One year ago, President Obama announced a series of executive actions on immigration reform. The president used his executive authority only after House Republicans blocked consideration of a comprehensive solution to our broken immigration system.
Unfortunately politically motivated legal obstructionism has held up important elements of the president’s actions. The Deferred Action for Parents of Americans and Lawful Permanent Residents (“DAPA”) program would provide work permits to nearly four million undocumented individuals. The ability to work with status is the single most important protection for immigrant workers as it helps ensure bad employers can’t use the threat of immigration enforcement against them. That’s good for all working people – citizens and immigrants alike – and for those employers who play by the rules.
It is also important to remember that last year’s executive actions were about more than just DAPA. The administration also committed to improve how it ensures immigration enforcement isn’t used to trample workers’ rights. The legal challenge to DAPA did not impede this essential work.
However, to date, working people and their allies remain frustrated by the administration’s lack of meaningful reforms. Given the status quo, immigrant workers like those at Teriyaki House in Providence, Rhode Island, still lack protections when they assert their rights under our broken labor and employment laws. Immigration enforcement offices persist in disregarding their agency’s own protocols and interfere in workplaces where workers are engaged in labor disputes, like when they did at Rupercht Company near Chicago. And the Department of Homeland Security may continue denying immigrants who are victims of serious workplace crimes appropriate relief, like the agency did with Shellion Parris, a housekeeper with an H-2B visa, who they even concluded was a victim of involuntary servitude after her employer defrauded out of her pay and threatened her with deportation.

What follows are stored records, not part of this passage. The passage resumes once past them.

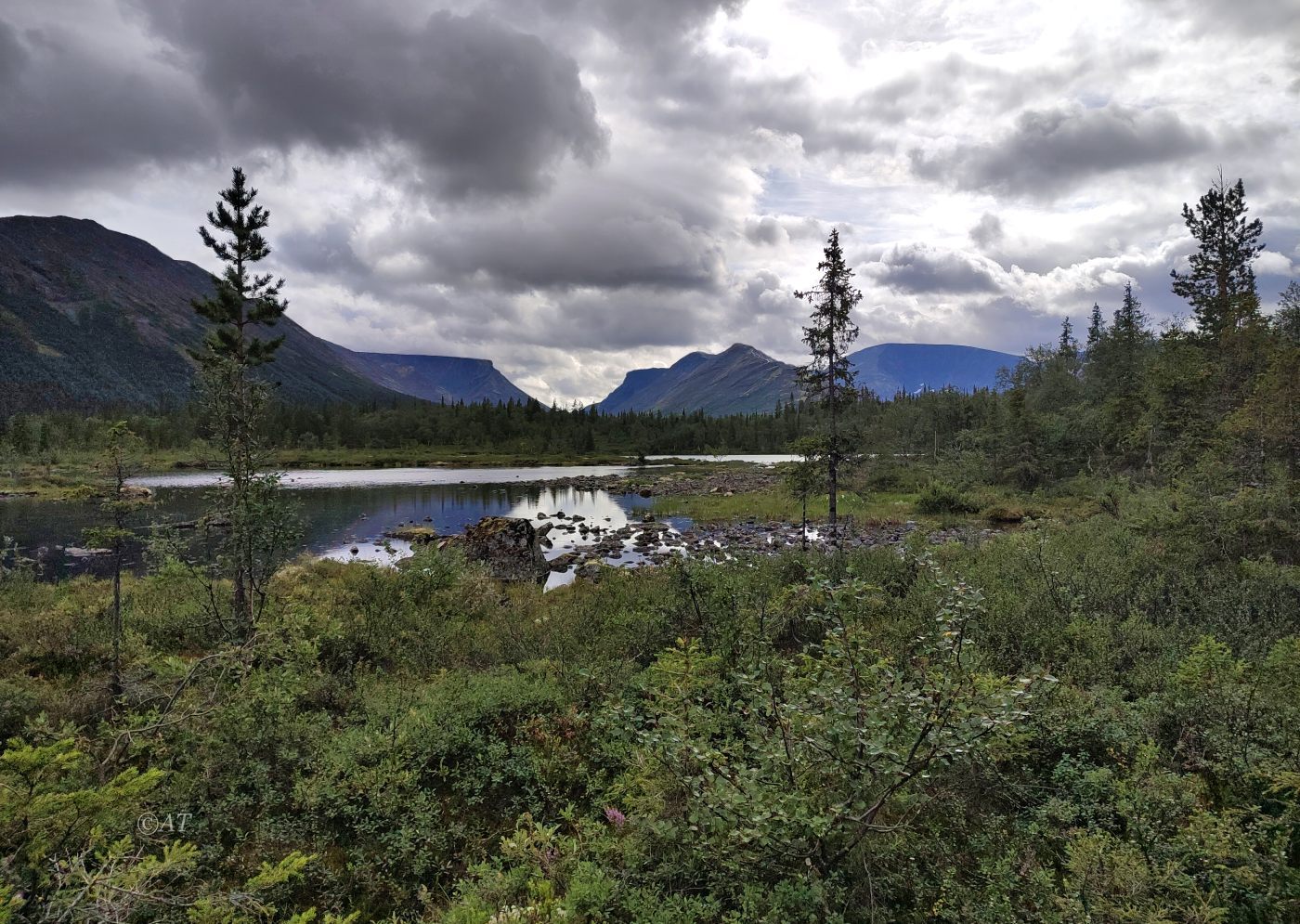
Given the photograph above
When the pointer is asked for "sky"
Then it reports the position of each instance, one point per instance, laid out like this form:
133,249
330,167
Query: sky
578,188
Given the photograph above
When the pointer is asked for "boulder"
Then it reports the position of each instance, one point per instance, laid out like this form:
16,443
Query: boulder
509,546
416,536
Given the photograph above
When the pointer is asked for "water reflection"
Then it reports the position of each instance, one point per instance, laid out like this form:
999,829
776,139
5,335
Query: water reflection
338,517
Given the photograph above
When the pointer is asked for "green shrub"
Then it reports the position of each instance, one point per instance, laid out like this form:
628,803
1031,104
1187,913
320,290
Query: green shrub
940,498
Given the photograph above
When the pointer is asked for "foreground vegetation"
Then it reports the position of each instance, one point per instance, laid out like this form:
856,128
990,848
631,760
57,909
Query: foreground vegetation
1094,716
1079,722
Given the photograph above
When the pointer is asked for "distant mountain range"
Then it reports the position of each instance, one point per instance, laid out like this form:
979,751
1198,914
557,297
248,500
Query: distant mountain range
890,368
744,380
740,380
93,318
436,378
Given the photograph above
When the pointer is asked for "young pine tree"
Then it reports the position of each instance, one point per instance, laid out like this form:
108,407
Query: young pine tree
1219,283
243,303
827,377
119,503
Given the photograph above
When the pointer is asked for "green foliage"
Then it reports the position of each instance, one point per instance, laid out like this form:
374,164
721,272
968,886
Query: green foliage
942,498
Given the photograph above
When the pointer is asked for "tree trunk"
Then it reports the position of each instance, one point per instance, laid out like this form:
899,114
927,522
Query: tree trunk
116,682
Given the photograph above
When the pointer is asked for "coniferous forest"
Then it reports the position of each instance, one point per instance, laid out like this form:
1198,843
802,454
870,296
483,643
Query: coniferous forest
1081,703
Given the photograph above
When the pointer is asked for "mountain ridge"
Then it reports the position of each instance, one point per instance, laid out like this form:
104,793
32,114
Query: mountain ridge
744,380
94,318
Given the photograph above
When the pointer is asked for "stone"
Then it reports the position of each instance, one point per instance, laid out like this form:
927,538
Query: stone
416,536
509,546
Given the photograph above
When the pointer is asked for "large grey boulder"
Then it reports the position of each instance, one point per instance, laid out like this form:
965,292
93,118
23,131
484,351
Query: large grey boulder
509,546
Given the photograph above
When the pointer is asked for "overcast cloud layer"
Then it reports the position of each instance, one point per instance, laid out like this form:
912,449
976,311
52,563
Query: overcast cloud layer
578,188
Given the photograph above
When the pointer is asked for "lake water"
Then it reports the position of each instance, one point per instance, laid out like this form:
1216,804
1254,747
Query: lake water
347,508
760,458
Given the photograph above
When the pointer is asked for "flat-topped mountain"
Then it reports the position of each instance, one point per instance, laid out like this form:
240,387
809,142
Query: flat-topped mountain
890,368
740,380
436,378
744,380
91,316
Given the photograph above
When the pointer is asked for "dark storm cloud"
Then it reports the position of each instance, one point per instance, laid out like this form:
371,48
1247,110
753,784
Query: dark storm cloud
327,251
67,111
481,107
1053,150
610,233
920,267
13,56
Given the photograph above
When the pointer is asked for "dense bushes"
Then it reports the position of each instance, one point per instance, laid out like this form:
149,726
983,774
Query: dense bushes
695,742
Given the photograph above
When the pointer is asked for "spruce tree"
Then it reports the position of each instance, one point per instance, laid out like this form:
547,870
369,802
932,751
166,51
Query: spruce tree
1221,282
243,302
827,377
1096,328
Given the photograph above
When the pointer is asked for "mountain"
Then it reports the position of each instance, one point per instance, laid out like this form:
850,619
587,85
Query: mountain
436,378
90,318
744,380
890,368
740,380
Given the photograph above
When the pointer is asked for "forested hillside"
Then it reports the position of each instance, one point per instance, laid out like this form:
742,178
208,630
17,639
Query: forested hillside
93,318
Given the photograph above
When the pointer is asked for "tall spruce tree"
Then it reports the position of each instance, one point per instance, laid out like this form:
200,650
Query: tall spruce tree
1219,283
243,302
827,377
1096,326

November 20, 2014, promised to be a historic day for millions of immigrant working families. One year later, people across the country are still fighting to make the promise of that day a reality by defending programs like DAPA and continuing to push the administration to appropriately use the authority we know it has to protect all working people. Workers and their allies won’t stop organizing in order to build power on the job and in their communities, to continue leading the fight to fix our broken immigration system and to realize an economy that protects all working Americans.